Whilst often presented to us as geniuses, the thinkers of the Enlightenment period weren’t as “enlightened” as we’d like to think they were. We’ve all heard names like Voltaire, Kant, Locke, Rousseau, Montesquieu, Hengel, but do we really know what they actually stood for?
Voltaire and company are, as a lot of people might know, the inspiration behind movements of liberation such as the 1789 French Revolution and the 1775-1783 U.S. War of Independence. Now the trick is, freedom wasn’t actually meant for everybody, and that’s what you probably didn’t learn at school: most Enlightenment thinkers actually supported slavery, colonization and more generally, racism. So let’s explore the work of some of the most famous thinkers of that era and their position towards racism.
Voltaire
In his “Essai sur les Mœurs et l’Esprit des Nations” (1756), we can learn about Voltaire’s opinion on Black people: “Their round eyes, their flat noses, their always large lips, their differently figured ears, the wool on their head, the very measure of their intelligence, put great differences between them and the other species of men. And what shows that they do not owe this difference to their climate is that the negroes and negresses transported to the coldest countries always produce animals of their kind there, and that the mulattoes are only one bastard race of a black and a white, or a white and a black.”

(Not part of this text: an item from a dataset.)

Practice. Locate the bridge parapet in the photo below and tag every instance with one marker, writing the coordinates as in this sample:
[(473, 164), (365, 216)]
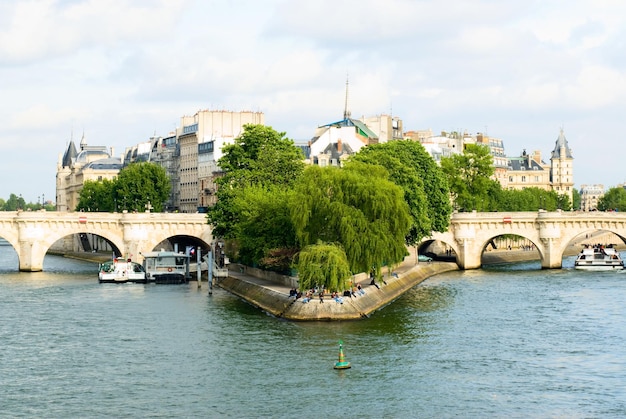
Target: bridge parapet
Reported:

He continues with his opinion on Albinos: “They resemble the Lapps by the size, to no nation by the head, since they have different hair, other eyes, other ears; and they are human only by the stature of their body, with the faculty of speech and thought to a degree far remote from ours.”
And finally: “The Samoeds, the Lappons, the inhabitants of northern Siberia, those of Kamshatka, are even less advanced than the peoples of America. Most Negroes, all Caffres, are plunged into the same stupidity, and will languish in it for a long time.”
John Locke
You’ve probably studied him at school, read some of his quotes such as “All mankind… being all equal and independent, no one ought to harm another in his life, health, liberty or possessions.” or “To prejudge other men’s notions before we have looked into them is not to show their darkness but to put out our own eyes.”
Yet, the same John Locke who is admired and thanked for his contribution to the development of liberal Anglo-American political thoughts, was an active partaker in the commerce of slave trade. Locke owned stock in the Royal African Company, which ran the African slave trade for England, and was secretary of the Lords Proprietors of the Carolinas, where slavery was constitutionally permitted.
Friedrich Hegel
Amongst Hegel’s interests was history, which he often wrote and talked about. However, Hegel wasn’t any different from his contemporaries when it comes to his views on Africa and its inhabitants. In fact, he claimed Africa did not have a history, and that nothing major ever happened there: “Africa is not a historical part of the world, it has no movement or development. […] What we actually understand by Africa is that which is unhistorical and uninspired, which is still completely caught up in the natural spirit.”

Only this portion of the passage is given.